FWP 1 d574630dfwp.htm FWP FWP

Filed Pursuant to Rule 433

Registration Statement No. 333-224979

PRICING TERM SHEET

February 19, 2020

F.N.B. Corporation

$300,000,000 2.200% Senior Notes due 2023

 

Issuer:    F.N.B. Corporation (the “Company”)
Expected Ratings:   

Baa2 / BBB- / BBB+ (Moody’s / S&P / KBRA)

A securities rating is not a recommendation to buy, sell or hold securities and may be subject to review, revision, suspension, reduction or withdrawal at any time. Each rating should be evaluated independently of any other rating.
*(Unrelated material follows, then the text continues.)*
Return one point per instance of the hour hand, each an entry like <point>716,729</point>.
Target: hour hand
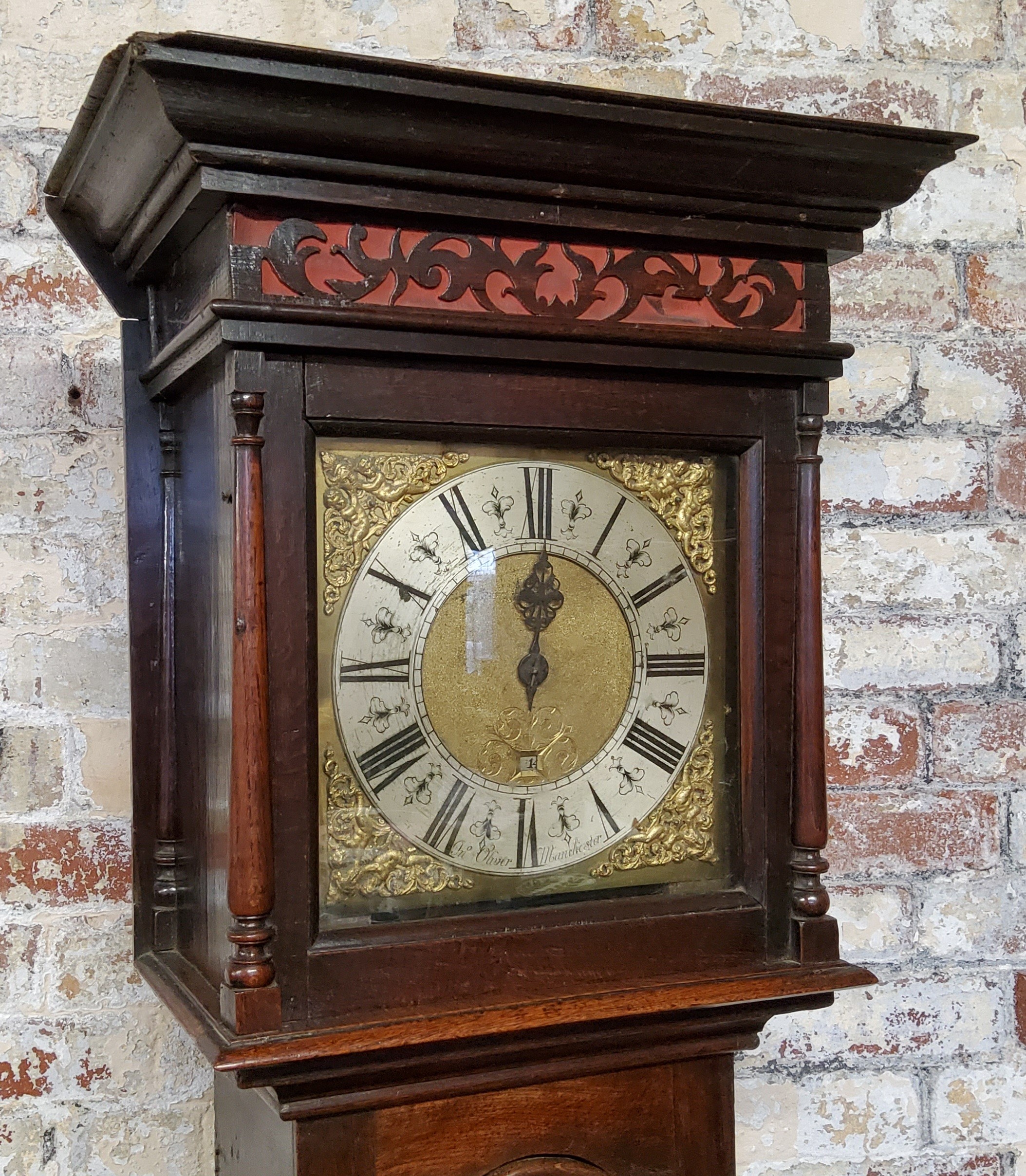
<point>532,671</point>
<point>538,601</point>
Security:    2.200% Senior Notes due 2023 (the “Notes”)
Principal Amount:    $300,000,000
Maturity Date:    February 24, 2023
Offering Format:    SEC Registered
Trade Date:    February 19, 2020
Settlement Date:    February 24, 2020
Benchmark Treasury:    UST 1.375% due February 15, 2023
Benchmark Treasury Price and Yield:    99-30; 1.396%
Spread to Benchmark Treasury:    T + 83 bps
Coupon:    2.200% per annum
Yield to Maturity:    2.226% per annum
Interest Payment Dates:    Semi-annually in arrears on February 24 and August 24 of each year, commencing on August 24, 2020 and ending on the earlier of the optional redemption date or the maturity date.
Day Count Convention:    30/360
Optional Redemption:    The Issuer may, at its option, redeem the Notes, in whole or in part, on or after January 25, 2023, at a redemption price equal to 100% of the principal amount of the Notes being redeemed, plus accrued and unpaid interest thereon to, but excluding, the redemption date.
Use of Proceeds:    For general corporate purposes, which may include investments at the holding company level, capital to support the growth of First National Bank of Pennsylvania, repurchase of the Company’s common shares and refinancing of outstanding indebtedness.
Price to Public:    99.925% of principal amount


Underwriters’ Discount:    0.30% of principal amount

Proceeds to Issuer (after underwriters’

discount, but before expenses):

   $298,875,000
CUSIP / ISIN:    30260N AA9 / US30260NAA90
Alternative Settlement Cycle:    We expect to deliver the Notes against payment for the Notes on the third business day following the Trade Date (“T+3”). Under Rule 15c6-1 of the Exchange Act, trades in the secondary market generally are required to settle in two business days, unless the parties to a trade expressly agree otherwise. Accordingly, purchasers who wish to trade Notes more than two business days prior to the settlement date will be required, by virtue of the fact that the Notes initially will settle in T+3, to specify alternative settlement arrangements to prevent a failed settlement.
Denominations:    $1,000 minimum denomination and $1,000 integral multiples thereof
Joint Book-Running Managers:   

Goldman Sachs & Co. LLC

BofA Securities, Inc.

Co-Managers:   

Keefe, Bruyette & Woods, Inc.

Piper Sandler & Co.

This Pricing Term Sheet is qualified in its entirety by reference to the Preliminary Prospectus Supplement. The information in this Pricing Term Sheet supplements the Preliminary Prospectus Supplement and supersedes the information in the Preliminary Prospectus Supplement to the extent it is inconsistent with the information in the Preliminary Prospectus Supplement. Other information (including other financial information) presented in the Preliminary Prospectus Supplement is deemed to have changed to the extent affected by the information contained herein. Capitalized terms used in this Pricing Term Sheet but not defined have the meanings given them in the Preliminary Prospectus Supplement.

The Issuer has filed a registration statement (including a prospectus) and a preliminary prospectus supplement with the Securities and Exchange Commission (“SEC”) for the offering to which this communication relates. Before you invest, you should read the prospectus in that registration statement, the preliminary prospectus supplement and other documents the Issuer has filed with the SEC for more complete information about the Issuer and this offering. You may get these documents for free by visiting EDGAR on the SEC’s website at www.sec.gov. Alternatively, the Issuer, any underwriter or any dealer participating in the offering will arrange to send you the prospectus if you request it by contacting: Goldman Sachs & Co. LLC by calling 1 (866) 471-2526, or BofA Securities, Inc. by calling 1 (800) 294-1322.

ANY DISCLAIMERS OR OTHER NOTICES THAT MAY APPEAR BELOW ARE NOT APPLICABLE TO THIS COMMUNICATION AND SHOULD BE DISREGARDED. SUCH DISCLAIMERS OR OTHER NOTICES WERE AUTOMATICALLY GENERATED AS A RESULT OF THIS COMMUNICATION BEING SENT VIA BLOOMBERG OR ANOTHER EMAIL SYSTEM.